Photo-Triggered Hyaluronic Acid Hydrogel for 3D Culture and Cell Recovery.

Abstract

Properties of semisynthetic hydrogels can be fine-tuned, making these attractive for various applications in regenerative medicine. Herein, a hydrogel platform based on hyaluronic acid (HA) modified by (1R, 8S,9S)-bicycle[6.1.0]non-4-yn-9-ylmethanol (BCN) and a cross-linker composed of light-sensitive o-nitrobenzyl and polyethylene glycol (PEG) chains terminating in azides is described. The two components can undergo strain-promoted azide-alkyne cycloaddition resulting in rapid gel formation. First, adipose-derived mesenchymal stromal cells (MSCs) are incorporated in the hydrogel and it is demonstrated that the cells can be easily retrieved by UV light-mediated degradation, maintaining viability and retaining spindle-like shape when the cells are replated. Next, a proof-of-concept of inducing light-mediated softening of the hydrogel to modulate the morphology of the encapsulated cells is provided.
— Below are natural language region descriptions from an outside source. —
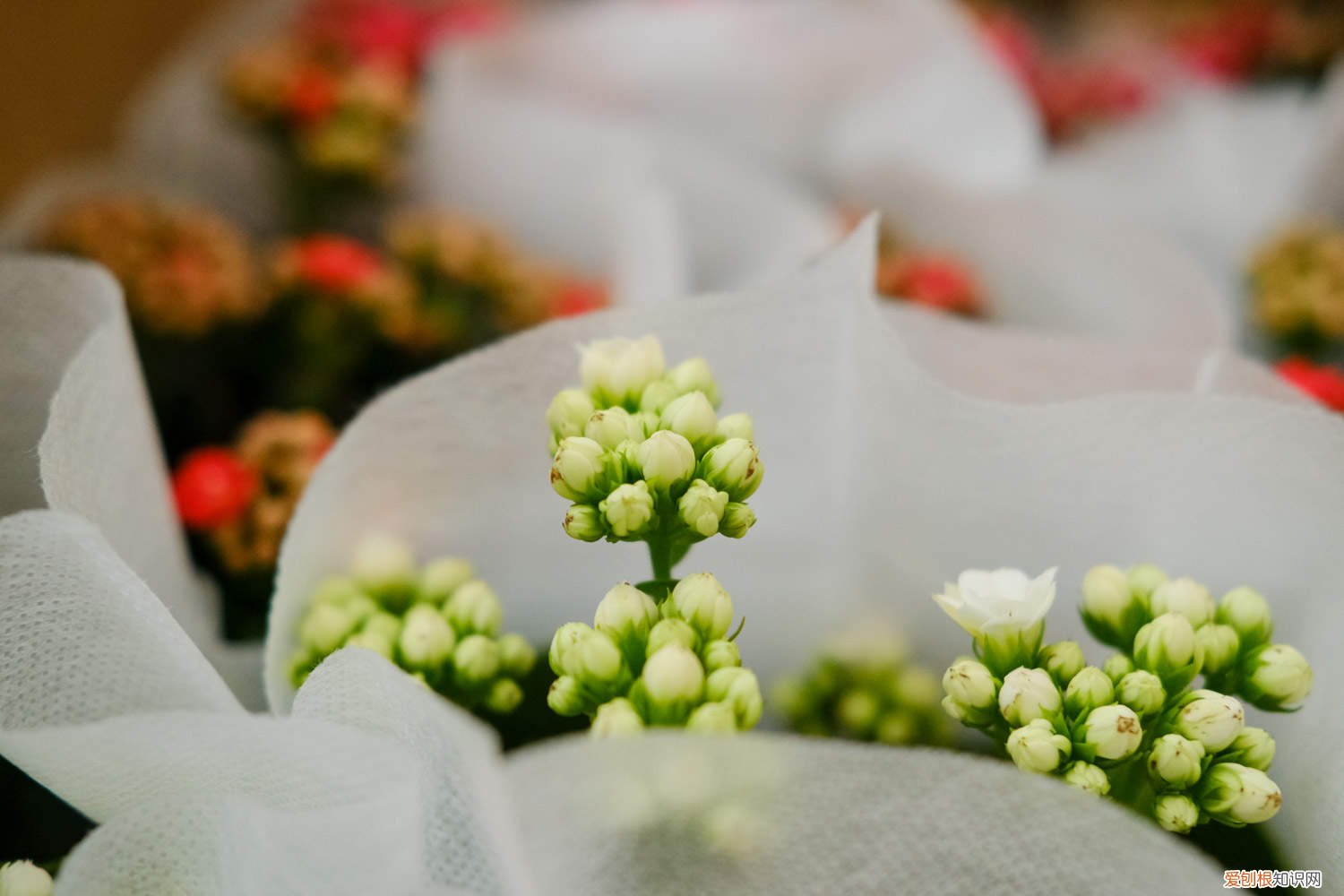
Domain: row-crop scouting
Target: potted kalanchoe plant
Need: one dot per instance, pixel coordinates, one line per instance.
(1133, 728)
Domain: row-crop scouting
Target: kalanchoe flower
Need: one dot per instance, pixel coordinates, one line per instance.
(437, 622)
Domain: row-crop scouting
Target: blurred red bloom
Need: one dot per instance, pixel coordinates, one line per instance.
(212, 487)
(1322, 382)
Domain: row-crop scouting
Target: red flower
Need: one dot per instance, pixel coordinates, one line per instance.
(1322, 382)
(212, 487)
(335, 263)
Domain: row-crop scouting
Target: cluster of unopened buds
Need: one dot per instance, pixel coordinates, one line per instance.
(862, 686)
(1132, 728)
(438, 622)
(644, 457)
(666, 664)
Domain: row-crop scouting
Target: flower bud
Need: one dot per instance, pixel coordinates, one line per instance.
(1175, 762)
(1219, 645)
(1236, 794)
(695, 375)
(628, 511)
(1062, 659)
(1037, 747)
(443, 576)
(1276, 677)
(1029, 694)
(1110, 610)
(703, 603)
(426, 641)
(1142, 692)
(737, 520)
(736, 426)
(1247, 613)
(582, 469)
(1210, 718)
(616, 718)
(1185, 597)
(720, 654)
(739, 689)
(1253, 747)
(712, 719)
(733, 466)
(618, 370)
(24, 879)
(1109, 734)
(569, 413)
(667, 461)
(504, 696)
(693, 417)
(1167, 648)
(1090, 688)
(1176, 813)
(475, 608)
(1086, 777)
(702, 508)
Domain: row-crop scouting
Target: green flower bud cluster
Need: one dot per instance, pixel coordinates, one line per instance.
(438, 622)
(644, 664)
(863, 688)
(1134, 728)
(642, 455)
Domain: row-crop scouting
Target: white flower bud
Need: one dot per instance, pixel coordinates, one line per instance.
(703, 603)
(426, 641)
(24, 879)
(1086, 777)
(1110, 734)
(1090, 688)
(1236, 794)
(628, 511)
(1175, 762)
(617, 718)
(1276, 677)
(702, 508)
(1037, 747)
(1247, 613)
(618, 370)
(1211, 718)
(1029, 694)
(1176, 813)
(1185, 597)
(569, 413)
A co-culture of endothelial cells (cord blood-derived endothelial colony forming cells and bone marrow-derived MSCs), which is commonly studied for their ability to form capillary-like vascular networks, is cultured in the regular and light-induced softened hydrogels. Nonphotoexposed hydrogels show cells with a prevalently rounded morphology, whereas stretched cells connecting into a primitive capillary network are observed in the light-softened hydrogels. Photo-induced softening offers potential to locally control cell shape and self-organization capacity.